Keeping those things in balance as best you can will strengthen a relationship, Dr Aron says, and there’s also a few things that can go a step further.

“One of the biggest is doing exciting, challenging, novel things with your partner on a fairly regular basis. Turns out that’s really impactful on increasing the passionate love and maintaining it and rekindling it.

“Another one that’s very easy for couples to do is called capitalisation. It’s important of course to support your partner when things go badly, but it’s important in terms of making things good in your relationship, to celebrate their successes.”

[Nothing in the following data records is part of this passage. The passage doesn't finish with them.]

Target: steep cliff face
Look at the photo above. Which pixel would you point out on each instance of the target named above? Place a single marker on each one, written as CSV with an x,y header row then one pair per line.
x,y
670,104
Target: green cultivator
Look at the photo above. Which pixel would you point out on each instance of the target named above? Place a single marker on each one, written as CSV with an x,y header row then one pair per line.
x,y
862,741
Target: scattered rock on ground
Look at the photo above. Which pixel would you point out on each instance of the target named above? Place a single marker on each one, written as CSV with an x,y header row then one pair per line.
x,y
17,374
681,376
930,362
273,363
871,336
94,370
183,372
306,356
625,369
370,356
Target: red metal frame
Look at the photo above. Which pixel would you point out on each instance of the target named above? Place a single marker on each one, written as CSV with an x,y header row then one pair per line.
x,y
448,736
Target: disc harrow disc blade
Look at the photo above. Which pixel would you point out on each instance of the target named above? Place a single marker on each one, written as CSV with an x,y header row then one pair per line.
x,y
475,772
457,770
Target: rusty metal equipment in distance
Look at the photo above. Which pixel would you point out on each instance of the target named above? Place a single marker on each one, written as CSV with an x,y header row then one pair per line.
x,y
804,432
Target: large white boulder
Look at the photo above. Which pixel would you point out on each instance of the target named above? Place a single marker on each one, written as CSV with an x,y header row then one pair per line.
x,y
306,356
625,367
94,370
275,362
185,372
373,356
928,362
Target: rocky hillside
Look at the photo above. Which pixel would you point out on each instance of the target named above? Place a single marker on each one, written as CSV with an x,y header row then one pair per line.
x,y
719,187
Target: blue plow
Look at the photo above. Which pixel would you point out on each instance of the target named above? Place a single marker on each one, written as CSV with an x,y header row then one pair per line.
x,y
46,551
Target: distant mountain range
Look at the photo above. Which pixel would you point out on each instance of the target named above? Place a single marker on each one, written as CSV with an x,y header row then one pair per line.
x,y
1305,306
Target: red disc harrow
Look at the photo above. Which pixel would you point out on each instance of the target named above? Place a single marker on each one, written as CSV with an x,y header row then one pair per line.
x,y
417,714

Try out the 36 questions with a partner or stranger below. Did you have a surprising result? Email us: hack@abc.net.au.

The 36 questions

Set I

1. Given the choice of anyone in the world, whom would you want as a dinner guest?

2. Would you like to be famous? In what way?

3. Before making a telephone call, do you ever rehearse what you are going to say? Why?

4. What would constitute a “perfect” day for you?

5. When did you last sing to yourself? To someone else?

6. If you were able to live to the age of 90 and retain either the mind or body of a 30-year-old for the last 60 years of your life, which would you want?

7. Do you have a secret hunch about how you will die?

8. Name three things you and your partner appear to have in common.

9. For what in your life do you feel most grateful?

10. If you could change anything about the way you were raised, what would it be?

11. Take four minutes and tell your partner your life story in as much detail as possible.

12. If you could wake up tomorrow having gained any one quality or ability, what would it be?

Set II

13. If a crystal ball could tell you the truth about yourself, your life, the future or anything else, what would you want to know?

14. Is there something that you’ve dreamed of doing for a long time? Why haven’t you done it?

15. What is the greatest accomplishment of your life?

16. What do you value most in a friendship?

17. What is your most treasured memory?

18. What is your most terrible memory?

19. If you knew that in one year you would die suddenly, would you change anything about the way you are now living? Why?

20. What does friendship mean to you?

21. What roles do love and affection play in your life?

22. Alternate sharing something you consider a positive characteristic of your partner. Share a total of five items.

23. How close and warm is your family? Do you feel your childhood was happier than most other people’s?

24. How do you feel about your relationship with your mother?

Set III

25. Make three true “we” statements each. For instance, “We are both in this room feeling …”

26. Complete this sentence: “I wish I had someone with whom I could share ... “

27. If you were going to become a close friend with your partner, please share what would be important for him or her to know.

28. Tell your partner what you like about them; be very honest this time, saying things that you might not say to someone you’ve just met.

29. Share with your partner an embarrassing moment in your life.

30. When did you last cry in front of another person? By yourself?

31. Tell your partner something that you like about them already.

32. What, if anything, is too serious to be joked about?

33. If you were to die this evening with no opportunity to communicate with anyone, what would you most regret not having told someone? Why haven’t you told them yet?

34. Your house, containing everything you own, catches fire. After saving your loved ones and pets, you have time to safely make a final dash to save any one item. What would it be? Why?

35. Of all the people in your family, whose death would you find most disturbing? Why?

36. Share a personal problem and ask your partner’s advice on how he or she might handle it. Also, ask your partner to reflect back to you how you seem to be feeling about the problem you have chosen.

Final task / suggestion: Stare into each other’s eyes for four minutes.